Every experience and every germ of information we take in impacts our understanding of the world. Every loss changes the way we think about what we still have and every gain teaches us about what more is possible. Talk to any couple that has been married for even a few years, let alone 70 of them, and the theme holds true. Over years of highs and lows, accomplishments and failures, two people learn as much about themselves as they do about one another, their relationship evolving with them.
Lifetouch has evolved, too. From the schoolhouse ambitions of two photographers, the company has grown to a nationwide network of portrait artists, all of whom hold a stake in the company. Active commitment to new technology on the part of Lifetouch makes the company a leader in quality photography services, and programs such as the Memory Mission® and the Richard P. Erickson Scholarship set a standard for community service.
In spite of — or, more likely, because of — our forward progress, some impulses remain the same. As we layer on experiences and knowledge, artifacts from our personal lives, including ties to our past, are increasingly important. Whether it's fun and nostalgic, like retro fashion and "That '70s Show," or a more serious memento, we all use tools to mark our progress, catalog our improvement and predict our future path. We create things to celebrate where we are now, with the full knowledge that they will eventually become memories of where we once were.
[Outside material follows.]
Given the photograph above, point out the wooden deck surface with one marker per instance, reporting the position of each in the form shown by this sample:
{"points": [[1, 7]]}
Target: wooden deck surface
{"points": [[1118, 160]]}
With all the advances we’ve made in the last 70 years, you’d think something as sentimental as a photo would have gone by the wayside, but just the opposite seems true. Pictures, from spontaneous snapshots to posed portraits, are easier than ever before — and certainly more accessible than in 1936. While life changes at a pace that boggles the mind, we want an artifact, something still and solid, that we can hold and feel. What better than a photograph, an image that turns a fleeting moment into a memory forever.
Maybe we want to document our children’s growth or capture images of ourselves before the gray hair and wrinkles set in. We might commemorate a momentous occasion, such as a graduation or wedding, or something smaller, like a first bike ride. Whatever our intent, the end result is that we have created a marker, a reminder not only of where we have been, but also of how we got to where we are now — our progress.
When they started out, Reinecker and Rothgeb aimed to make photographic milestones available to parents. Over the decades they created an expectation that school portraits would be a standard part of childhood. And though digital technology has radically changed our expectations of the photographic process, our attachment to photos has not. They continue to be a measure of our present and a link to our past.